As culpas da meteorologia
(em detrimento da austeridade recessiva), atribuídas pelo ministro das Finanças
à falta de investimento na construção civil em Portugal, constituem mais uma contribuição
de Vitor Gaspar para o anedotário nacional. As redes sociais e a blogosfera
rejubilaram com mais este tema, como não podia deixar de ser. No entanto, o
caso é muito mais sério já que as políticas de austeridade levadas a cabo pelo
Governo se basearam na premissa de que a dívida pública era a causa da crise. O
tempo veio a provar que a situação era exactamente o contrário, como muita
gente foi chamando a atenção, isto é, a dívida pública veio a aumentar em consequência
da crise. Por isso, cedo se percebeu também que o “trabalho” de
Passos/Portas/Gaspar não constituía uma mera teimosia perante a realidade dos
factos mas baseava-se numa linha (ideológica) bem definida que pretende
conduzir à destruição do Estado social e das actuais relações laborais, em
proveito da banca e do capital financeiro. Atente-se na afirmação de Vítor Constâncio
citada no texto que Rui Tavares assina
hoje no Público, segundo a qual a
dívida pública não foi a causa da crise, ao mesmo tempo que defende que “agora não
é o momento para mudar de rumo”. Parece uma contradição mas não é, tendo em atenção
o ponto a que se pretende chegar. Ao contrário do que afirma Rui Tavares, o “diagnóstico errado” em
que “as políticas actuais foram baseadas” constitui apenas um pretexto
consciente para as levar a cabo no sentido do fim almejado. Consequentemente “vamos
ter mais do mesmo”.
O seguinte excerto do
texto de Rui Tavares é uma boa ajuda
para se perceber o nosso raciocínio:
Considerem
um discurso recente do português mais poderoso da União Europeia, o número dois
do Banco Central Europeu, Vítor Constâncio. Falando em Atenas no passado 23 de
maio, sobre as causas e transmissão da atual crise, Constâncio foi taxativo: a
dívida pública não foi a causa da crise.
Em
primeiro lugar, países que tinham dívida pública muito baixa, e em tendência
descendente, como Espanha e Irlanda, acabaram por ter uma crise difícil. Países
que não respeitaram os limites do défice, como Alemanha e França, têm-na
passado incólumes. Em segundo lugar, e, mais importante, mesmo em países como
Itália e Portugal a dívida estava a descer antes da crise, e na Grécia (com os
números verdadeiros) a dívida estava a aumentar pouco. As dívidas públicas só
aumentaram depois da crise, em consequência da crise. Logo, não podem ter sido
a causa. São a febre, e não a doença.
Já
a dívida privada, essa sim, aumentou significativamente antes da crise nos
países que viriam depois a "rebentar": Grécia (217%), Irlanda (101%),
Espanha (75,2%) e Portugal (49%).
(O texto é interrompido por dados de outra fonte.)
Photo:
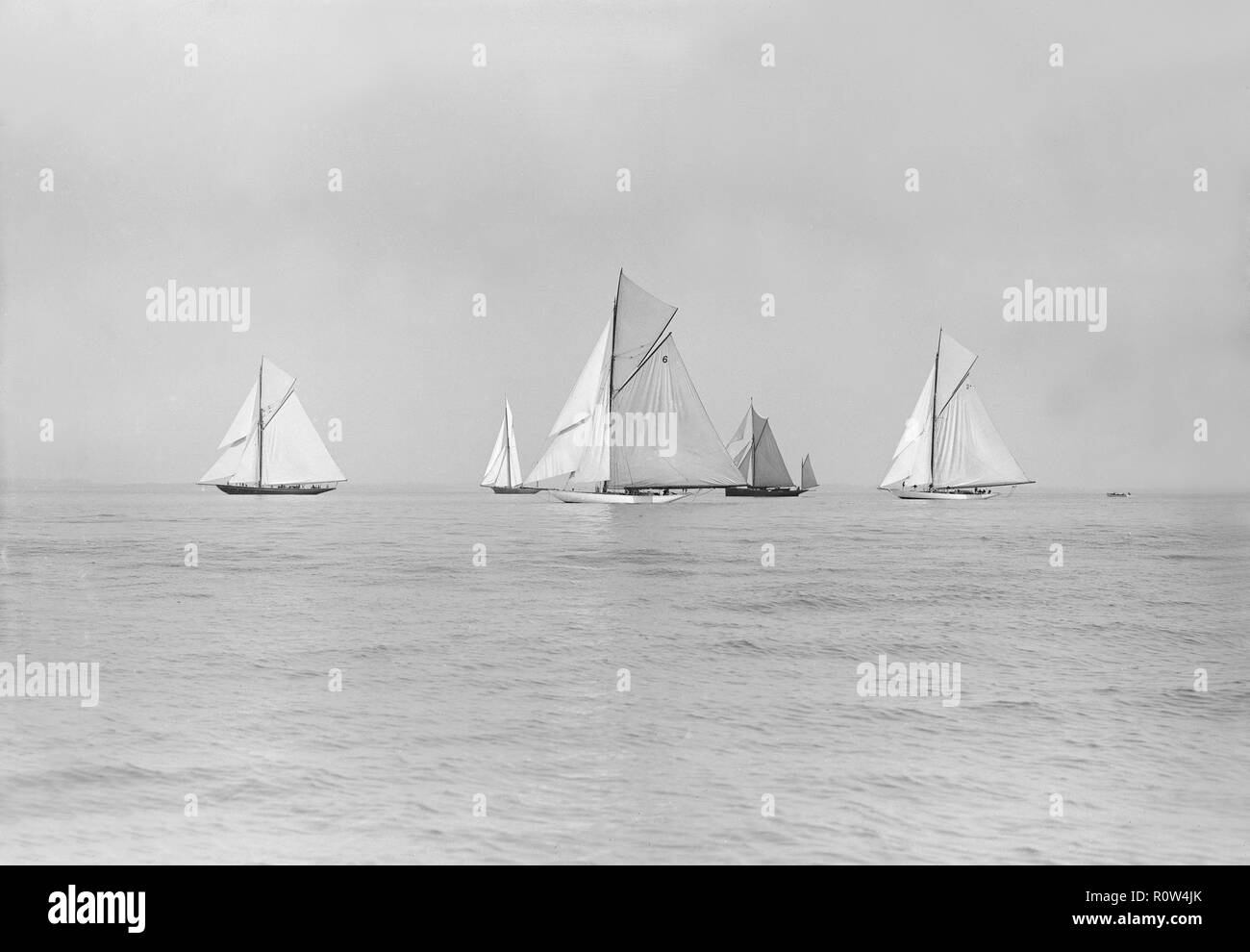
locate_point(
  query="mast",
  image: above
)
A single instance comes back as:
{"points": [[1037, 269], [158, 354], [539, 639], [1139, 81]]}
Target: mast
{"points": [[753, 442], [261, 420], [933, 422], [612, 362]]}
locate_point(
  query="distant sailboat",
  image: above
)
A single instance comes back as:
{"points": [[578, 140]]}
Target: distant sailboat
{"points": [[755, 454], [634, 429], [271, 449], [949, 449], [504, 470]]}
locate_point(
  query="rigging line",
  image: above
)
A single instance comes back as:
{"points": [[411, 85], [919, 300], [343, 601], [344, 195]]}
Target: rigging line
{"points": [[966, 372], [655, 345]]}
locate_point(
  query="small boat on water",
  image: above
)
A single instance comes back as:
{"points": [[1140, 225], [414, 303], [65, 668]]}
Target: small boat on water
{"points": [[504, 470], [634, 430], [754, 451], [950, 450], [271, 449]]}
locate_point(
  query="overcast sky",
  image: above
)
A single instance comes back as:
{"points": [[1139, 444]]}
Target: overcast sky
{"points": [[745, 180]]}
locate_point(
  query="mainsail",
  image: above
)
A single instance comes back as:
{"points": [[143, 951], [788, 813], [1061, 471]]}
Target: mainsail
{"points": [[504, 467], [949, 441], [634, 418], [662, 435], [271, 439]]}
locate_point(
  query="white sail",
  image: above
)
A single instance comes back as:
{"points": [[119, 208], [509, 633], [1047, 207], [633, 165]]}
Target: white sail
{"points": [[738, 446], [640, 321], [583, 417], [962, 450], [225, 466], [686, 450], [954, 363], [504, 468], [496, 470], [807, 475], [513, 458], [244, 421], [292, 450], [969, 450], [275, 387], [767, 466], [913, 442]]}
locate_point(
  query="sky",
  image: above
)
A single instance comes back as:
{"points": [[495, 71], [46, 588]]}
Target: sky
{"points": [[745, 180]]}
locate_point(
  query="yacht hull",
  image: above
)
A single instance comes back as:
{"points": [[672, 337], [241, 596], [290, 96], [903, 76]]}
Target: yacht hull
{"points": [[274, 489], [616, 499], [942, 496]]}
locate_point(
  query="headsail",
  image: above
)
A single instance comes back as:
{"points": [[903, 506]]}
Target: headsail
{"points": [[738, 446], [807, 475], [580, 425]]}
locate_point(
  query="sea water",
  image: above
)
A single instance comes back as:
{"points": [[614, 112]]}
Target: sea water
{"points": [[404, 675]]}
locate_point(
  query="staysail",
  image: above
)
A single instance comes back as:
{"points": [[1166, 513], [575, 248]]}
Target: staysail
{"points": [[580, 425], [273, 442], [504, 467], [807, 475], [949, 441]]}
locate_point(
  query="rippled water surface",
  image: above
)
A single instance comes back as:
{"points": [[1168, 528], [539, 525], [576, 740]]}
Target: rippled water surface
{"points": [[498, 685]]}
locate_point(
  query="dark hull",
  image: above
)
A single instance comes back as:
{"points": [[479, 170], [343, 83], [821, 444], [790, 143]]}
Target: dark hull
{"points": [[761, 491], [274, 489]]}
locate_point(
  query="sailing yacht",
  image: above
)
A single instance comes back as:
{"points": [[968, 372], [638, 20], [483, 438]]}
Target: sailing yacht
{"points": [[755, 454], [634, 429], [950, 450], [504, 470], [271, 449]]}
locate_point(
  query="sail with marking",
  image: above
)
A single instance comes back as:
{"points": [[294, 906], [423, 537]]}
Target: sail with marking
{"points": [[641, 318], [275, 387], [949, 439], [504, 467], [807, 475], [661, 431]]}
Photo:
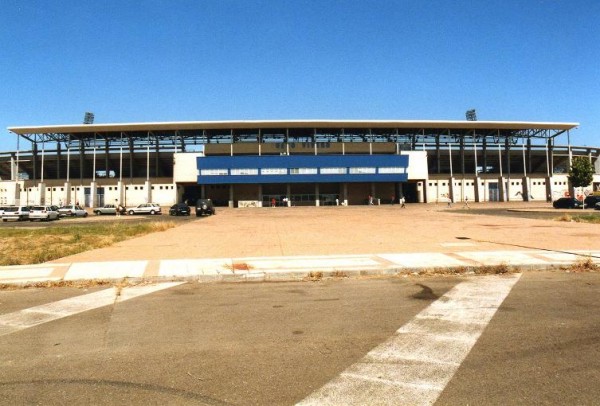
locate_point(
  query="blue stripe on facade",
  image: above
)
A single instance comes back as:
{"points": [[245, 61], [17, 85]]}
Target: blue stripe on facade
{"points": [[301, 161]]}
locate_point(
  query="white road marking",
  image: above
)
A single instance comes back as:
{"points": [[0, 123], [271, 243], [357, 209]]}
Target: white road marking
{"points": [[34, 316], [418, 260], [414, 366]]}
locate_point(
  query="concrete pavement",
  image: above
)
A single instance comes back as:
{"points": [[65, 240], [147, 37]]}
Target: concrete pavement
{"points": [[291, 267], [295, 243]]}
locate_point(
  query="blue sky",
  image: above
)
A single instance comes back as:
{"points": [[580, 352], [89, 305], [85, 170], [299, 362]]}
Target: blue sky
{"points": [[175, 60]]}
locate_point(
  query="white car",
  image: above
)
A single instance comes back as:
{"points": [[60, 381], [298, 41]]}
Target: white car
{"points": [[72, 210], [17, 213], [43, 213], [145, 208]]}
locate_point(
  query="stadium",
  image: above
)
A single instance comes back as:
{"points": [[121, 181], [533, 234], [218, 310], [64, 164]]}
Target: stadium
{"points": [[291, 162]]}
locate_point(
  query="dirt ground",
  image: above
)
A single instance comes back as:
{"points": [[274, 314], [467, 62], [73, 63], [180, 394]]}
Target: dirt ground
{"points": [[282, 231]]}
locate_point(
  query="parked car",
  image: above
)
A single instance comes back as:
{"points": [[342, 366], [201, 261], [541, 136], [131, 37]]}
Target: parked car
{"points": [[17, 213], [43, 213], [567, 203], [109, 209], [180, 209], [145, 208], [72, 210], [204, 206], [591, 200]]}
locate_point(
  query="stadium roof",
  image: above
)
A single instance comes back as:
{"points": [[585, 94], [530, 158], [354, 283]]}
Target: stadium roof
{"points": [[265, 124]]}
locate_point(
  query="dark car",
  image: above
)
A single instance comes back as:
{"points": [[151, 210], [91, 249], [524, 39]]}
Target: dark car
{"points": [[567, 203], [179, 209], [204, 206], [591, 200]]}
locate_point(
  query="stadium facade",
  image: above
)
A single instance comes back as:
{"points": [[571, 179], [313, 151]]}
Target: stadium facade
{"points": [[304, 162]]}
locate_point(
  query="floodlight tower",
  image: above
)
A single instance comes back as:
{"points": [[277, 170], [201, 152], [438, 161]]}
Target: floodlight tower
{"points": [[88, 118], [471, 115]]}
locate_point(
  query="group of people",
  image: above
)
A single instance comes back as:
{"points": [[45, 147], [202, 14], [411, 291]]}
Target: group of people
{"points": [[401, 201]]}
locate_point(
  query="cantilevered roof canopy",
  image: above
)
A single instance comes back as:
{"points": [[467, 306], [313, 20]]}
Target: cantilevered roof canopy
{"points": [[266, 124]]}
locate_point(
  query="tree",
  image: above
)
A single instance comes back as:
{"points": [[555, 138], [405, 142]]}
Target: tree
{"points": [[581, 173]]}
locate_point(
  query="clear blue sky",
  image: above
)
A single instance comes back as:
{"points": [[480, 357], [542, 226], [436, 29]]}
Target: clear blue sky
{"points": [[175, 60]]}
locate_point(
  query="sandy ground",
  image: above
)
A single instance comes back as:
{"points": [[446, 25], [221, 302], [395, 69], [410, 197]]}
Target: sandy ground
{"points": [[257, 232]]}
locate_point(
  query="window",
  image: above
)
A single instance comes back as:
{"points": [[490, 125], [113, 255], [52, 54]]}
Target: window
{"points": [[303, 171], [213, 172], [273, 171], [391, 170], [333, 171], [244, 171], [362, 171]]}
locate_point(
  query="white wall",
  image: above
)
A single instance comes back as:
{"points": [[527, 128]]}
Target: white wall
{"points": [[417, 164], [185, 169]]}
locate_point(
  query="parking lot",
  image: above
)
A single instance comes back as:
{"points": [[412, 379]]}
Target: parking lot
{"points": [[350, 230]]}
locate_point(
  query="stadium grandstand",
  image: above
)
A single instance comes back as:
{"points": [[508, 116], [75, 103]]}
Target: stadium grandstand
{"points": [[295, 162]]}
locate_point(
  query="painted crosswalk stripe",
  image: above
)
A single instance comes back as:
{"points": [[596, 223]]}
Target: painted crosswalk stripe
{"points": [[34, 316], [414, 366]]}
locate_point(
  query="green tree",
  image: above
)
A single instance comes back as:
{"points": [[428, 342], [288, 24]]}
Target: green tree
{"points": [[581, 173]]}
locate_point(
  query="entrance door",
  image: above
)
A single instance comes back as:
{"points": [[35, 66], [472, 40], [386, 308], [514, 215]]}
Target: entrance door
{"points": [[493, 192]]}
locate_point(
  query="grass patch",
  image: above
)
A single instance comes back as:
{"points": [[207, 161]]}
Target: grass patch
{"points": [[580, 218], [35, 246], [582, 265]]}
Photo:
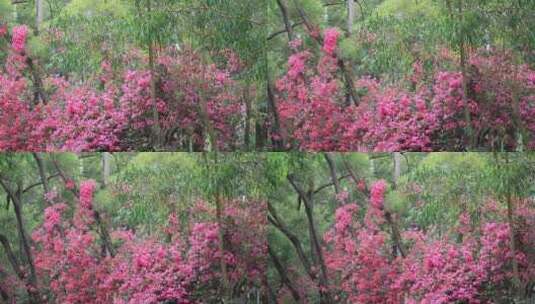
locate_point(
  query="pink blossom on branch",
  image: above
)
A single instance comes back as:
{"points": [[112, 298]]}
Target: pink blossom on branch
{"points": [[19, 35]]}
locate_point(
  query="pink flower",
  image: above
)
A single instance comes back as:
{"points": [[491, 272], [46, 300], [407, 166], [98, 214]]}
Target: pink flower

E este endividamento é, em larga medida,
catapultado pelo aumento de atividade interbancária europeia, para lá das
fronteiras nacionais, potenciado pela introdução do euro.
Numa
palavra, foram os bancos.
Nos
anos 90 os bancos europeus, em particular do centro, encheram os periféricos de
crédito fácil como parte das suas estratégias de crescimento. O comportamento
não era muito diferente dos seus colegas dos EUA, em cujos produtos tóxicos os
bancos europeus se alambazaram. A liberdade de circulação de capitais não
deixou os Estados controlarem este processo. Quando a bolha rebentou nos EUA,
os bancos europeus estavam expostos, e os dos países periféricos fragilizados
dos dois lados, dos seus clientes, e dos seus credores. Os bancos foram salvos
pelos Estados e, em troca, mantiveram as torneiras da economia fechadas. Com
privados desempregados, e empresas a falir, os Estados tiveram que entrar com
os subsídios de desemprego e aguentar a descida na recolha de impostos.
A
melhor parte do discurso de Vítor Constâncio vem depois. É aquela em que ele
diz, após falar do desemprego jovem: "Não obstante tudo isto, agora não é
o momento para mudar de rumo." Juro que esta é uma citação à letra. Por
outras palavras: as políticas atuais foram baseadas num diagnóstico errado, não
foram eficazes, provocaram sofrimento desnecessário e agravaram o problema.
Vamos ter mais do mesmo, se faz favor.